Hal ini dapat dilihat ketika nomina itu mengacu kepada referen tertentu dan tidak
mengacu kepada referen tertentu. Nomina yang menunjukkan dan membatasi
kepada referen tertentu itu dinamakan dengan nomina referensial, sedangkan
nomina yang tidak menunjukkan dan tidak membatasi referen tertentu dinamakan
nomina nonrefensial (Baskoro, 1992:15). Jadi ketakrifan akan selalu berkaitan
dengan kereferensialnya.
Ketakrifan bahasa Indonesia seperti halnya dengan ketakrifan dengan bahasa
lain yaitu memiliki artikel atau penanda takrif dan tak takrif. Namun dalam bahasa
Indonesia ketakrifan dapat berwujud dan tak berwujud, tersirat dan tersurat. Hal
ini dikarenakan pada bahasa Indonesia dipengaruhi oleh beberapa bahasa antara
lain bahasa Inggris atau bahasa Arab. Adapun takrif bahasa Indonesia dapat
dilihat dengan beberapa faktor yaitu dengan info baru dan lama, referen yang
sudah banyak dimengerti oleh semua orang (langit, bumi, bintang, bulan), referen
yang telah disepakati oleh semua orang seperti halnya penyebutan hewan:
kambing, onta, sapi, kerbau, dan lain-lain, pemahaman tentang bagian-bagian dari
referen (presuposisi), pelaku tindak tutur (dapat dengan kata ganti nama atau
milik), dengan penggunaan penanda ini, itu, atau tersebut, ada penambahan
pewatas (yang).
Pemarkah takrif bahasa Indonesia dibagi menjadi dua yaitu wujud dan
tanmaujud/ tak wujud. Baskoro (1992:28) menyebutkan bahwa penanda takrif
bahasa Indonesia yang biasa dipakai dan nampak antara lain: -nya, itu, tersebut,
tadi, sedangkan tanmaujud/ tak wujud ini merupakan artikel yang tidak nampak,
13
namun mengisi kekosongan pada nomina sehingga menimbulkan makna yang
terbatas.
Pemarkah bertujuan untuk menandai adanya konstituen yang berada setelah
nomina agar diketahui referen nomina tersebut takrif atau tak takrif. Pemarkah
takrif bahasa Indonesia dapat diketahui dengan artikel atau alat yang menandai.

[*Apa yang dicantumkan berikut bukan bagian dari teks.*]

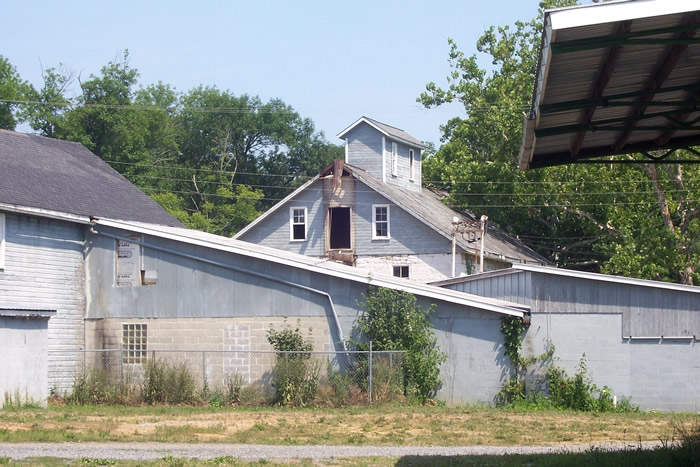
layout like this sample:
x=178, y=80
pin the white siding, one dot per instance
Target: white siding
x=44, y=269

Artikel takrif bahasa Indonesia dapat diklasifikasikan menjadi tiga macam yaitu
dilihat dari segi makna tunggal, makna kelompok, dan makna netral (Moeliono,
1988:245). Pada segi makna tunggal seperti kata sang, sri, hang, dang yang
menunjukkan bahwa kata-kata tersebut memiliki makna tunggal dan fungsinya
masing-masing.
Fungsi pada artikel sang digunakan untuk memberikan makna kepada
makhluk hidup atau benda yang memiliki martabat yang tinggi. Misal: Sang
Merah Putih berkibar dengan anggunnya (Baskoro, 1992:31). Lain halnya dengan
artikel sri. Penggunaan artikel tersebut menunjukkan kepada manusia yang
memiliki jiwa dan kehormatan yang tinggi di dalam ruang lingkup keagamaan dan
kerajaan, contoh: Sri Sultan Hamengkubuwono X memakai batik ketika bekerja.
Selain itu artikel hang/dang digunakan untuk menunjukkan manusia yang pantas
dihormati. Hal ini berkaitan dengan kesusasteraan lama sehingga pada masa
lampau pujangga dan penulis selalu memakai istilah atau artikel hang/dang,
contoh: Hang Tuah dan Dang Merdu (Baskoro, 1992:31).
Artikel para menunjukkan makna kelompok atau jamak, namun dalam
penggunannya banyak terjadi penyimpangan. Contoh: Para murid belajar di kelas
dengan tenang. Bukan para murid-murid belajar di kelas dengan tenang. Pada
14
artikel para hanya digunakan yang berkedudukan sama baik itu dalam hal profesi
atau sejenisnya bukan untuk menyatakan secara umum, seperti: para manusia,
para masyarakat.
Artikel si merupakan penanda untuk menunjukkan makna netral walaupun
maknanya hampir sama dengan makna tunggal. Contoh: si kancil sedang mencuri
wortel milik pak tani. Penggunaan artikel si dan sang ada sedikit perbedaan, jika
si digunakan untuk peran objektif, sedangkan sang untuk menunjukkan makna
posesif (Baskoro, 1992:32), seperti: sang suami sedang tidur. Pada kata sang
suami menunjukkan makna kepemilikan –nya, yaitu suaminya. Hal ini berbeda
ketika kata suamia didahului artikel si, “si suami sedang tidur”. Artikel tersebut
akan menunjukkan makna objektif bukan makna posesif.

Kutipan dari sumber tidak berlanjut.